3 œuvres de littérature jeunesse étaient présentées lors du séminaire. Christiane Burkhardt, traductrice de l’auteur italien Fabio Geda, raconte la genèse et le succès du livre Dans la mer il y a des crocodiles, l’histoire vraie de Enaiatollah, un garçon de 10 ans qui fuit le Pakistan et arrive en Italie après un périple de 8 ans. L’auteure Mehrnousch Zaeri-Esfahani a également présenté ses ouvrages. Avec ses parents, elle a fui l’Iran pour s’installer en Allemagne.
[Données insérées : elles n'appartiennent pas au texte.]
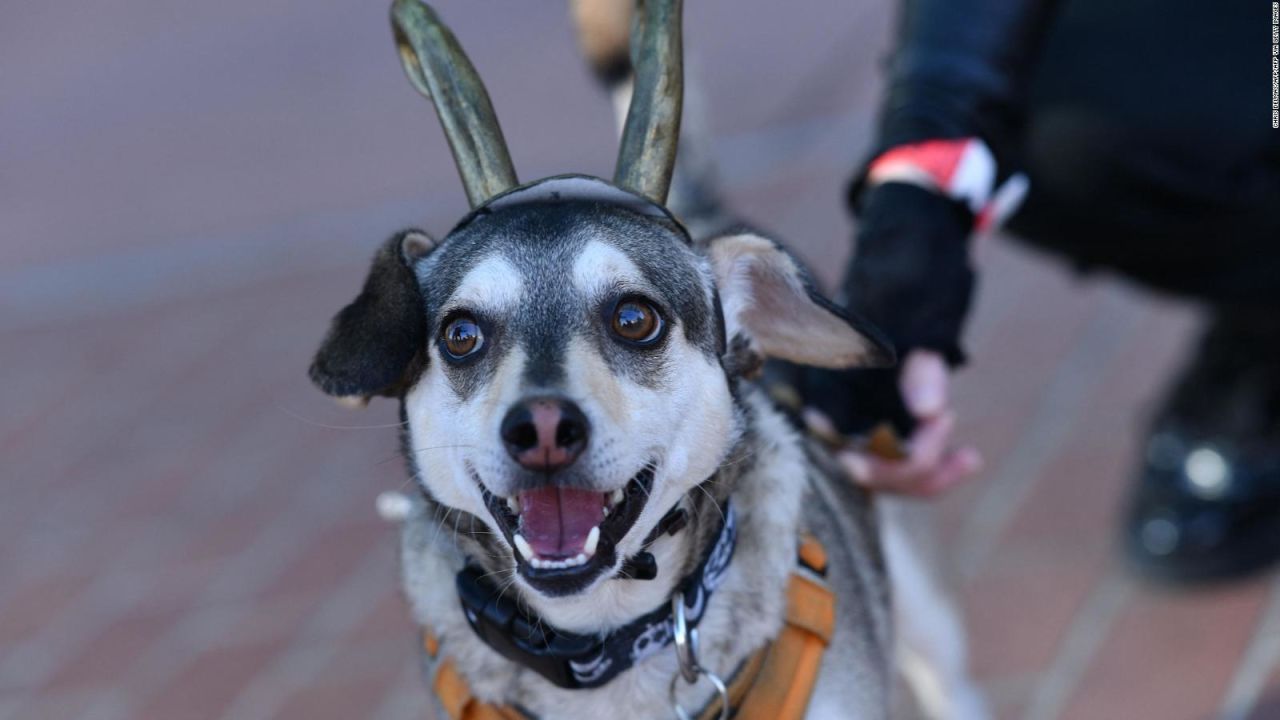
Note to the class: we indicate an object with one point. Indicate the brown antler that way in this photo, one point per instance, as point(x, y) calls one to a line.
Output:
point(648, 153)
point(440, 71)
Elle a ensuite travaillé auprès des migrants, puis s’est tournée vers l’écriture pour raconter son histoire et celles des réfugiés. Enfin, Claude K. Dubois a écrit et illustré Akim court, l’histoire de la fuite d’un garçon terrorisé par les combats qui sévissent dans son village.
Trois approches différentes pour raconter aux enfants un même traumatisme, celui de l’exil. Fabio Geda imite le style de Enaiatollah, contant ses tragiques aventures rocambolesques, tandis que Claude K. Dubois associe un texte neutre et factuel avec des dessins au crayon, exprimant la souffrance et l’angoisse des personnages. Dans le cas de l’album, l’image ne fait pas qu’illustrer le texte, elle vient exprimer ce que le texte ne parvient pas à dire.
L’image est un langage universel, qui dépasse les mots et les frontières. Dans ce sens, Soenke Zehle a présenté une série de romans graphiques traitant de la migration et du croisement des cultures, dont Les Mains invisibles du Finlandais Ville Tietäväinen. Passionné par les phénomènes sociaux, l’auteur-illustrateur a fait un véritable travail d’investigation sur l’immigration clandestine pour écrire cet ouvrage, une histoire quasi documentaire, une étude sociale fine, où la fiction devient plus forte que la réalité. C’est la force du roman graphique et de l’image : exprimer l’inexprimable et donner la parole à ceux qui n’y sont habituellement pas invités.
L’importance de la médiation

La fascination qu’exercent les images et les mots de la littérature jeunesse sur les enfants permet de les amener à réfléchir à des sujets difficiles et complexes, tels que la migration. Akim court a été utilisé comme support de médiation en France et en Allemagne par Amnesty International dans les camps de réfugiés. L’exemple des dispositifs de médiation d’Art Basics for Children (ABC), présenté par son fondateur Gerhard Jäger, est tout aussi probant auprès d’enfants issus de l’immigration. L’un des dispositifs utilisés par ABC est le Kamishibai, un genre narratif d’origine japonaise, où le conteur d’histoire fait défiler des images dans un petit théâtre de bois. C’est l’oralité et l’image qui fascinent l’enfant, une invitation puissante au rêve et à la réflexion, qui permet paradoxalement une réappropriation du réel.
PARTAGE DES POINTS DE VUE, LE RÔLE DE L’ÉDITION
L’édition et l’éditeur ont évidemment un rôle décisif dans le dialogue entre les cultures, à l’image de Fayçal Hamouda. Né en Tunisie, il s’installe à Leipzig (Allemagne) pour fonder les éditions Hamouda. Spécialisée dans la littérature, l’histoire culturelle et les humanités, cette maison d’édition donne tout naturellement une place importante à des ouvrages qui interrogent le dialogue entre les cultures.
On entrevoit également ce que l’édition numérique peut apporter : donner plus facilement la parole à ceux qui y sont rarement invités et ouvrir le dialogue entre les cultures. Les travaux de l’éditrice Christiane Frohmann sont exemplaires. Elle a notamment lancé le projet #1000Tode : à partir des réseaux sociaux, Christiane a récolté et publié sous format e-book mille histoires autour de la mort, écrites par des volontaires qui souhaitaient partager leur expérience sur ce sujet. Le numérique permet une écriture participative et une immédiateté impossible dans l’édition traditionnelle. La thématique est enrichie par la multiplication des points de vue et la verticalité traditionnelle de l’information est brisée pour laisser place à un partage horizontal des expériences.